Ontologies are formal, explicit specifications of shared conceptualizations, representing concepts and their relations that are relevant for a given domain of discourse [4]. Currently, ontologies are mostly constructed by hand, which proves to be very ineffective and may cause a major barrier to their large-scale use in knowledge markup for the Semantic Web. Creating ambitious Semantic Web applications based on ontological knowledge implies the development of new, highly adaptive and distributed ways of handling and using knowledge that enable semi-automatic con-struction and refinement of ontologies. Automation of ontology construction can be implemented by a combined use of linguistic analysis and machine learning approaches for text mining, which provides facilities for ontology construction and refinement (see e.g. [5] and the overview of ontology learning methods in [3]).

As human language is a primary mode of knowledge transfer, ontology development could be based more directly on the linguistic analysis of relevant documents. In recent years, a number of systems have been introduced that are designed along these lines, e.g. ASIUM [2], TextToOnto [6], Ontolearn [7] and OntoLT [1], all of which combine a certain level of linguistic analysis with machine learning algorithms to find potentially interesting concepts and relations between them.

A typical approach in ontology learning from text first involves the extraction of (more or less complex) terms from a domain-specific
corpus. Extracted terms are statistically processed to determine their relevance for the domain corpus at hand and clustered into groups with the purpose of identifying a taxonomy of potential classes. Additionally, relations can be identified, mostly by computing a statistical measure of connectedness between identified clusters.


[1]Buitelaar P. / Olejnik D. / Sintek M.: A Protege Plug-In for Ontology Extraction from Text Based on Linguisitc Analysis. In: Proceedings of the European Semantic Web Symposium ESWS-2004, Greece, May 2004.




[2] Faure D. / Nédellec C. / Rouveirol C.: Acquisition of Semantic Knowledge using Machine learning methods: The System ASIUM. Technical report number ICS-TR-88-16, 1998.




[3] Gomez-Perez A. / Manzano-Macho D.: A Survey of Ontology Learning Methods and Techniques. Deliverable 1.5, OntoWeb Project, 2003.




[4] Gruber T.: Towards principles for the design of ontologies used for knowledge sharing. Int. Journal of Human and Computer Studies 43(5/6), 1994, 907-928.




[5] Maedche A.: Ontology Learning for the Semantic Web. The Kluwer International Series in Engineering and Computer Science, Volume 665, 2003.

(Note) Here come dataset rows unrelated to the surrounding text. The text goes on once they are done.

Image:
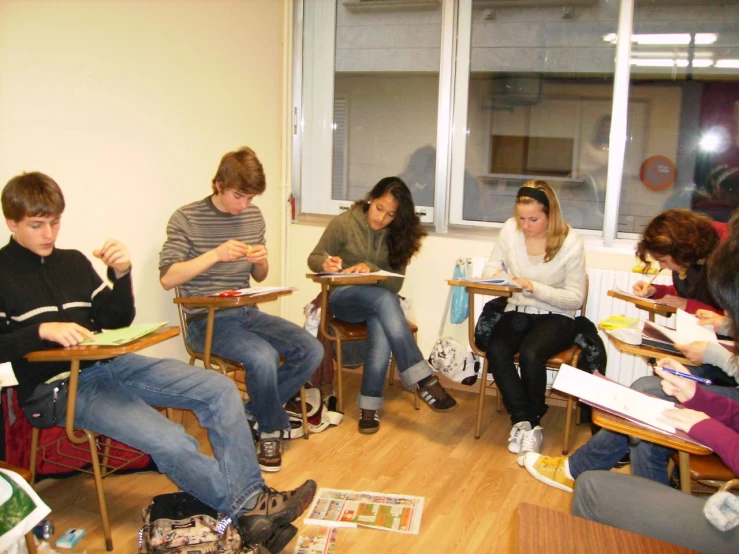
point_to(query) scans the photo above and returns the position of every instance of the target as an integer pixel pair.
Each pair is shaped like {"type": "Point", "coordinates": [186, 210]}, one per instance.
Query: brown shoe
{"type": "Point", "coordinates": [435, 395]}
{"type": "Point", "coordinates": [369, 422]}
{"type": "Point", "coordinates": [274, 510]}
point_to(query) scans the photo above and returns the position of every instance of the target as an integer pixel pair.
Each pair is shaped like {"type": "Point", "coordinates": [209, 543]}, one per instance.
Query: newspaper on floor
{"type": "Point", "coordinates": [322, 541]}
{"type": "Point", "coordinates": [389, 512]}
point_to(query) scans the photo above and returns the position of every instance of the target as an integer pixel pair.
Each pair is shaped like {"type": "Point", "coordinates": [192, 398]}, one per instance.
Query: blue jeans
{"type": "Point", "coordinates": [257, 340]}
{"type": "Point", "coordinates": [115, 399]}
{"type": "Point", "coordinates": [648, 460]}
{"type": "Point", "coordinates": [387, 332]}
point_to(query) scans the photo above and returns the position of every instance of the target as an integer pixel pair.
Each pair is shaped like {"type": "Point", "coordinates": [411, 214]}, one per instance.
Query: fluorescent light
{"type": "Point", "coordinates": [705, 38]}
{"type": "Point", "coordinates": [670, 38]}
{"type": "Point", "coordinates": [727, 63]}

[6] Maedche, A. / Staab, S.: Semi-automatic Engineering of Ontologies from Text. In: Proceedings of the 12th International Conference on Software Engineering and Knowledge Engineering, 2000.




[7] Navigli R. / Velardi P. / Gangemi A.: Ontology Learning and its application to automated terminology translation. IEEE Intelligent Systems, vol. 18:1, January/February 2003.